Tahir Karmali let us in on the making of his exhibition ‘Value’ opening at Kuona Trust on the 27th of February 2014
Before embarking on this project I was certain about the concept and execution. Though like any project – its meaning and worth would change over time. After handing in my proposal and gaining approval, I found myself trying to convince myself that the project is genuine and not contrived. It was 4 months of formalities before I would commence putting the exhibition together. That was four months of self-doubt and fear that the initial idea was not as good as I thought it would be.

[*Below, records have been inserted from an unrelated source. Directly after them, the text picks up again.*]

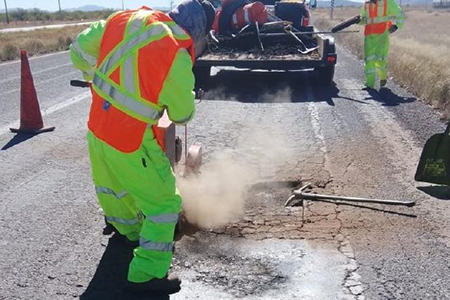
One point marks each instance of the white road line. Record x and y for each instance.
(36, 73)
(38, 83)
(50, 110)
(33, 58)
(31, 28)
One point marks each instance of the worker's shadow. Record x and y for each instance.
(110, 277)
(388, 98)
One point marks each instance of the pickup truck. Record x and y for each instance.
(272, 50)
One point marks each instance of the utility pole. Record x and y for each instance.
(6, 10)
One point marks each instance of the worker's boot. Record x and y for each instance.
(165, 286)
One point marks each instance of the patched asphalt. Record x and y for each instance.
(341, 139)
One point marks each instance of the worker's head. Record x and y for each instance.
(194, 16)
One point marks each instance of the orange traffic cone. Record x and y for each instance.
(30, 113)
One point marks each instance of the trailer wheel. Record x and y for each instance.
(325, 75)
(202, 75)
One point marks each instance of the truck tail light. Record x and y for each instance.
(331, 58)
(305, 22)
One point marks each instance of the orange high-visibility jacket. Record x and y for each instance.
(144, 65)
(379, 16)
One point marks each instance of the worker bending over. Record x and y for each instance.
(140, 63)
(380, 17)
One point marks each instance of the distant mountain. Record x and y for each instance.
(338, 3)
(87, 8)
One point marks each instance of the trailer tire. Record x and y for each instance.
(202, 75)
(324, 75)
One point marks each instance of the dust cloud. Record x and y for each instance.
(218, 194)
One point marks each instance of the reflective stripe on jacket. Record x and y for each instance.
(143, 55)
(378, 17)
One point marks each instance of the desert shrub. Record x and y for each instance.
(10, 52)
(34, 46)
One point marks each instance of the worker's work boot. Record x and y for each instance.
(164, 286)
(368, 88)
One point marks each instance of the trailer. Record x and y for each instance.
(286, 44)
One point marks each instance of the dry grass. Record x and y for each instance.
(37, 41)
(419, 56)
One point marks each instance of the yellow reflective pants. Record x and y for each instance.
(376, 52)
(138, 195)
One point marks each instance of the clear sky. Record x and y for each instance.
(53, 4)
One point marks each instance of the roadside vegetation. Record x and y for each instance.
(33, 17)
(419, 56)
(37, 41)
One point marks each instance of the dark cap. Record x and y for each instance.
(210, 14)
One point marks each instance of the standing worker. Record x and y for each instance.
(381, 18)
(140, 64)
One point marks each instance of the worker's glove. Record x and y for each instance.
(393, 29)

My project entailed taking photos of Male Sex Workers with their most valued possession. The first thing that scared me was attaining these photos, secondly would they take this seriously and finally would I be finished in time for exhibition. Before taking the photos I was a bundle of nerves scared that my debut exhibition at Kuona was going to fail. “Would anyone take this seriously” was the thought that ran through my head late into the night.

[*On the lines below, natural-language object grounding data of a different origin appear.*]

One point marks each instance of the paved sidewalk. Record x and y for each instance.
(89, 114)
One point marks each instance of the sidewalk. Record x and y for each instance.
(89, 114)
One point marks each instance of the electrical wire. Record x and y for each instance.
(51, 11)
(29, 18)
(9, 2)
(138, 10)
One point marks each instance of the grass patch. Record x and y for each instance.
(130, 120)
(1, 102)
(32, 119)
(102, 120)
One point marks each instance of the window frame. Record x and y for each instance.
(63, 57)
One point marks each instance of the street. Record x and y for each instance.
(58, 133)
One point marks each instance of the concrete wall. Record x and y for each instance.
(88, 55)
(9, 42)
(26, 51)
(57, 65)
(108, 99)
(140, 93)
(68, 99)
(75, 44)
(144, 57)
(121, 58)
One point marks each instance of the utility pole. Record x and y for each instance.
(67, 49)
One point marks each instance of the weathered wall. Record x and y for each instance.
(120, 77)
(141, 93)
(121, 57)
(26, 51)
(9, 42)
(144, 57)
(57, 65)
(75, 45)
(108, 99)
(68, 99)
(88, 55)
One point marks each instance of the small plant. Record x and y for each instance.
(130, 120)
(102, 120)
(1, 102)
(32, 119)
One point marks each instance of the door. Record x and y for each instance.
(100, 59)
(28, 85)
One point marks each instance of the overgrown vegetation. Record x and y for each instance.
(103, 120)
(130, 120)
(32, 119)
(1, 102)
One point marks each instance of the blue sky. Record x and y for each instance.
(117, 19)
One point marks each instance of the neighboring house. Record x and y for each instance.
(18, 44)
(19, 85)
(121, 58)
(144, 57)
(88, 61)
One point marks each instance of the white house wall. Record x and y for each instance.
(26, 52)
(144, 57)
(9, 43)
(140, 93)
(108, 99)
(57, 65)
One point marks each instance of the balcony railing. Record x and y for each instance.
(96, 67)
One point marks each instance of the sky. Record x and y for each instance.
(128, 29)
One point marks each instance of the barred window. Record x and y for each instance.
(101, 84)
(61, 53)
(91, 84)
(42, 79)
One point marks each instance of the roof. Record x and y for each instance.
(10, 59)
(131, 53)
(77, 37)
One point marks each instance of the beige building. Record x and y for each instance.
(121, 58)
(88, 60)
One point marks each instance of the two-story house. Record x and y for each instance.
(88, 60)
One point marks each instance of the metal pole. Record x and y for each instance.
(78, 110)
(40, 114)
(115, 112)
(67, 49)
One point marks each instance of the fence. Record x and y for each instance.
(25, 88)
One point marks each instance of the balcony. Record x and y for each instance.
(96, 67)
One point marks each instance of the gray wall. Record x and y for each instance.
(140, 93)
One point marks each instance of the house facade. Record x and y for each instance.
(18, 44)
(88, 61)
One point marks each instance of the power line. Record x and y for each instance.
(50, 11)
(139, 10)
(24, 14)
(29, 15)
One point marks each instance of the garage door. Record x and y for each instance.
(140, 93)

I had finally set a date to take the photos of the MSW at the HOYMAS head quarters. This was the day that had changed my entire outlook in the project and outlook on life. The moment the first portrait was taken – a man holding his college textbooks – my faith in the project was restored.
When I looked at the photo it revealed a depth to the project that I did not think of. It became clear to me that it is not the object itself that one values it is what it represents. i.e. Textbooks = Education. As the day went more I began to realize – that it is not about the viewer taking the project seriously, it was the subjects’ internal debate on what they considered valuable. After the day was done and I sifted through the photos on my camera my own perception of value had changed.
I then realized that for the viewer to understand the exhibit that they must be part of it. So, I decided to ask the viewer – What would you bring the photo shoot?